Graffiti Sea Burger
Jehangir Mehta, chef at Graffiti restaurant in New York City, took the blended burger idea one step further by combining fresh mushrooms with salmon.
8
- american
- dinner
- entree
- Mushrooms
- Seafood
Blended burgers are an on-trend way of cutting back on animal proteins. Typically, finely chopped mushrooms replace about one-third of the ground meat to create a patty that’s lower in fat but still moist and flavorful. Jehangir Mehta, chef at Graffiti restaurant in New York City, took the idea one step further by combining fresh mushrooms with salmon and spices to create a blended fish burger.
Ingredients
Pickled shiitakes
6 jalapenos, sliced
1/2 cup mirin
1/2 cup rice wine vinegar
1/3 cup sugar
1 lb. shiitake mushrooms
Salt and pepper, to taste
Spicy mayo
1/2 cup mayonnaise
1/2cup Dijon mustard
1 tsp. chili powder
Blended burgers
1 lb. wild salmon fillet, cut into chunks
1/2 lb. fresh mushrooms, chopped
1/2 cup chopped onions
1/3 cup chopped cilantro
1 tbsp. chopped Thai chilies
1 tbsp. ground fennel seed
1 tbsp. ground coriander
1 tbsp. ground cumin
3 egg yolks
Salt and pepper, to taste
8 small burger buns
Steps
Prepare pickled shiitakes: In saucepan, combine jalapenos, mirin, rice wine and sugar; bring to a boil. Add shiitake mushroom; simmer for 5 minutes. Remove from heat and let stand overnight.
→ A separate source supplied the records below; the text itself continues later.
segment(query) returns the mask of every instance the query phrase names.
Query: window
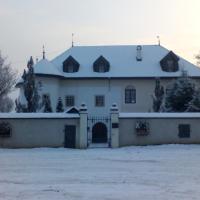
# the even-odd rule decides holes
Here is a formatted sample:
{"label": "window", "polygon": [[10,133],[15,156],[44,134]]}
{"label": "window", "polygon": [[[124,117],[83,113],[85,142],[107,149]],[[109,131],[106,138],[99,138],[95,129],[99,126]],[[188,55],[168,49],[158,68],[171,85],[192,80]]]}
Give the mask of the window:
{"label": "window", "polygon": [[161,61],[160,65],[165,72],[177,72],[179,70],[179,57],[170,51]]}
{"label": "window", "polygon": [[66,73],[78,72],[79,66],[80,64],[72,56],[69,56],[63,62],[63,72],[66,72]]}
{"label": "window", "polygon": [[98,72],[98,73],[108,72],[110,70],[110,63],[103,56],[100,56],[93,63],[93,70],[94,72]]}
{"label": "window", "polygon": [[136,103],[136,90],[133,86],[128,86],[125,89],[125,104]]}
{"label": "window", "polygon": [[190,138],[190,124],[179,124],[178,130],[180,138]]}
{"label": "window", "polygon": [[11,127],[9,123],[0,123],[0,137],[8,138],[11,137]]}
{"label": "window", "polygon": [[74,96],[69,95],[69,96],[65,97],[65,105],[67,107],[72,107],[72,106],[74,106],[74,104],[75,104]]}
{"label": "window", "polygon": [[104,107],[105,105],[105,98],[103,95],[95,96],[95,106],[96,107]]}
{"label": "window", "polygon": [[170,95],[171,92],[172,92],[172,89],[166,88],[166,90],[165,90],[165,94],[166,95]]}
Prepare spicy mayo: In small bowl combine mayonnaise, mustard and chili; mix well and set aside.
Prepare blended burgers: In bowl of food processor, combine salmon and remaining burger ingredients. Process until just mixed.
Form mixture into 2-ounce patties; sear 1 minute on each side.
To serve, spread buns with spicy mayo; top with a cooked patty and garnish with pickled shiitakes.